I don’t have a type. Some men do. Or if I do have a type it’s ‘female’. I like women of all sorts and when I line up all the women I’ve ever had any kind of relationship with or attraction to about the only thing they have in common is that they’re women. Or girls. At the start they were just girls but that was okay because I was just a boy. Even then I was a loyal sort. Between the ages of eleven and fifteen I “fell in love”—let us not debate the expression (I was sincere at the time)—with only two girls and, to be honest, I never really got over either of them. I’m not actually sure I’ve ever got over any of the women in my life. I’ve moved on or they’ve moved on or life made things impossible. Life does that.
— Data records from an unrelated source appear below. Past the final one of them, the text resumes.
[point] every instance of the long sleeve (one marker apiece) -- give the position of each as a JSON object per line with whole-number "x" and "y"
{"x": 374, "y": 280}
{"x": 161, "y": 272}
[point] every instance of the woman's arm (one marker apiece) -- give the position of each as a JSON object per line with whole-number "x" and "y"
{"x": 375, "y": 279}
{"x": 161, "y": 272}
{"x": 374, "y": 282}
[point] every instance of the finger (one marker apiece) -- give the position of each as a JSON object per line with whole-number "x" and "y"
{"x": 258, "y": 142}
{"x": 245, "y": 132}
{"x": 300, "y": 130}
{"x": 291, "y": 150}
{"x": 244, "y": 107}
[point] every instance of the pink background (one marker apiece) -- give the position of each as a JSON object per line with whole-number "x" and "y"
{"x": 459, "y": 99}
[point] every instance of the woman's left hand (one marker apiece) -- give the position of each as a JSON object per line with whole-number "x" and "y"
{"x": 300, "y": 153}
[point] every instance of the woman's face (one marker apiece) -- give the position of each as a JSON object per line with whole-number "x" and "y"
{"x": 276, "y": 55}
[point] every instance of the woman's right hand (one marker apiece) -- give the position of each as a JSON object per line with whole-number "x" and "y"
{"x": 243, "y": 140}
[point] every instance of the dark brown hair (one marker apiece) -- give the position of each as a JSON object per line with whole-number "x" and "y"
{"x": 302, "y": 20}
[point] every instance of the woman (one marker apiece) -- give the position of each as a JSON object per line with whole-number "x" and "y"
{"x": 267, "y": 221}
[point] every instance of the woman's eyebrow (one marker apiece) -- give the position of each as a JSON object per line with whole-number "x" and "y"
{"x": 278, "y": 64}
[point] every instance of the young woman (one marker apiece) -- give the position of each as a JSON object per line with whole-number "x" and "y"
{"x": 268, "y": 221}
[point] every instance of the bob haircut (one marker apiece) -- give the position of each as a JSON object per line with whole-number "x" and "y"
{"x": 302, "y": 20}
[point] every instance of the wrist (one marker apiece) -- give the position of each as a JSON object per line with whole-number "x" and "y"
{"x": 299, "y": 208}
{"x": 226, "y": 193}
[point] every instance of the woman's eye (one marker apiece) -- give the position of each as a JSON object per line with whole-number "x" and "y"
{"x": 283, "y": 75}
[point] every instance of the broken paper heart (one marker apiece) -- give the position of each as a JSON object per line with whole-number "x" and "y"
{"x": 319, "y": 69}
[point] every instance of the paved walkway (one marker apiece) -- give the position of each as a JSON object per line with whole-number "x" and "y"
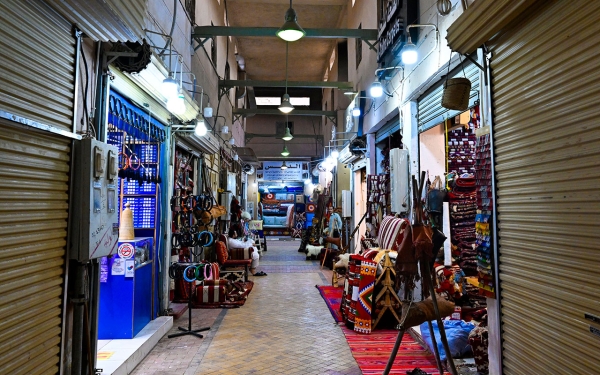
{"x": 284, "y": 328}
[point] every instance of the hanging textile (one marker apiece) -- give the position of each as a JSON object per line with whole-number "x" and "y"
{"x": 483, "y": 219}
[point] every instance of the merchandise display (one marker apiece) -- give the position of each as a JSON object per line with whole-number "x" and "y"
{"x": 483, "y": 220}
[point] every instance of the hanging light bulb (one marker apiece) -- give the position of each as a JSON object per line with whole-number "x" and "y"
{"x": 200, "y": 129}
{"x": 291, "y": 31}
{"x": 176, "y": 104}
{"x": 170, "y": 88}
{"x": 376, "y": 89}
{"x": 286, "y": 106}
{"x": 287, "y": 136}
{"x": 409, "y": 52}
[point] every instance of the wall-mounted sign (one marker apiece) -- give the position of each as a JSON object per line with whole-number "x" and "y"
{"x": 272, "y": 171}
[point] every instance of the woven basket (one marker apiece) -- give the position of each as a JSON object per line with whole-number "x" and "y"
{"x": 456, "y": 94}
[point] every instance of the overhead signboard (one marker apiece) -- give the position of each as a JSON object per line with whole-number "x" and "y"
{"x": 272, "y": 171}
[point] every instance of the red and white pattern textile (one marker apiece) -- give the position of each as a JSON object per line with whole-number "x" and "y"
{"x": 391, "y": 232}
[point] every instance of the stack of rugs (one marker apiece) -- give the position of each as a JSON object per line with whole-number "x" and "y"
{"x": 463, "y": 210}
{"x": 483, "y": 220}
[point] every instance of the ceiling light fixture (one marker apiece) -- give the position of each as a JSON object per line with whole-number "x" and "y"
{"x": 286, "y": 106}
{"x": 291, "y": 31}
{"x": 200, "y": 129}
{"x": 176, "y": 104}
{"x": 376, "y": 89}
{"x": 169, "y": 87}
{"x": 409, "y": 52}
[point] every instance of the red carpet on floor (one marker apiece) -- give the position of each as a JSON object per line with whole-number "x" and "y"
{"x": 371, "y": 351}
{"x": 333, "y": 298}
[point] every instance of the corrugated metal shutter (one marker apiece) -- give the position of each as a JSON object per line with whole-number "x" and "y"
{"x": 110, "y": 20}
{"x": 36, "y": 63}
{"x": 547, "y": 144}
{"x": 430, "y": 110}
{"x": 34, "y": 173}
{"x": 481, "y": 21}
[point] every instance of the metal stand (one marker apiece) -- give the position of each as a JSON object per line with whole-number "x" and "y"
{"x": 189, "y": 330}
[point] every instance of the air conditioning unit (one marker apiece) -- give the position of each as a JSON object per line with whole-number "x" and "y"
{"x": 400, "y": 180}
{"x": 346, "y": 203}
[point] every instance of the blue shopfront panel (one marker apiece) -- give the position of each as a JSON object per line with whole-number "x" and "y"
{"x": 125, "y": 300}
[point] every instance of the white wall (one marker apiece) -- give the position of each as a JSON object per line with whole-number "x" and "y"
{"x": 432, "y": 154}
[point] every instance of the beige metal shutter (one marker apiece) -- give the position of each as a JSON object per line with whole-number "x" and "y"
{"x": 36, "y": 64}
{"x": 546, "y": 96}
{"x": 429, "y": 105}
{"x": 34, "y": 170}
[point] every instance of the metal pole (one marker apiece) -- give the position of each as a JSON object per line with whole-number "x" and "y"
{"x": 439, "y": 320}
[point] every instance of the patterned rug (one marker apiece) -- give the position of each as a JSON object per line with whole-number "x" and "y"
{"x": 371, "y": 351}
{"x": 333, "y": 297}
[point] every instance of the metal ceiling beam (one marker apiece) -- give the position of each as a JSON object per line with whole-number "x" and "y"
{"x": 203, "y": 32}
{"x": 295, "y": 112}
{"x": 302, "y": 84}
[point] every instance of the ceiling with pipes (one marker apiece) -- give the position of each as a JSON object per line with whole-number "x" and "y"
{"x": 265, "y": 57}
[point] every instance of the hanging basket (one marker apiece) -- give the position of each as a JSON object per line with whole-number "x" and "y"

What is a surrogate? Nowadays we tend to associate the word with a woman who hires out her womb so another couple can have a child. That’s not what I’m on about here. Because of circumstances F. and I were not able to be together as much as we wanted. She had kids who kept her occupied and being busy is a decent enough distraction, a kind of company, but I was often alone and lonely and so I found myself looking to others to fill the gap where F. should’ve been. Stand-ins. Proxies. Stopgaps. Surrogates. Most never realised and that was just as well—no one likes to be second choice—but M. did. The poem’s not dedicated to her but it should’ve been; ‘Scars’ (#613) is.

3 comments:

Kass said...

Oh dear, we're all so pathetic (not to be taken too seriously since I just watched a video of Sarah Palin endorsing Donald Trump).

Jim Murdoch said...

Politics is a strange world, Kass. It certainly attracts strange people but it’s just a job like any other job. You’d think. I’ve sat on both sides of the interview desk and know full well that the best qualified person doesn’t always get the job. One of the reasons the wrong people are hired is the wrong people do the hiring. In the case of politicians it’s the public who get to do the hiring and can you think of a less qualified bunch of people to hire anyone? What do we know about government? The idea of democracy is a good one but I’m not sure about it in practice. The simple fact is that Donald Trump could conceivably be elected president and that is a scary prospect. Now if he had to submit a résumé and be interviewed by, say, members of the Supreme Court, a few top bankers and a couple of university professors then that’d be a different matter. One of the reasons Labour didn’t get in in England last year was because the public couldn’t see Ed Milliband as Prime Minister. It had nothing to do with his (or, more importantly, his party’s) abilities. They just didn’t like the cut of his jib and that’s no way to run a country.

Kass said...

Jim, love that expression, "the cut of his jib." - Had to look it up. Now I feel smart enough to run for office.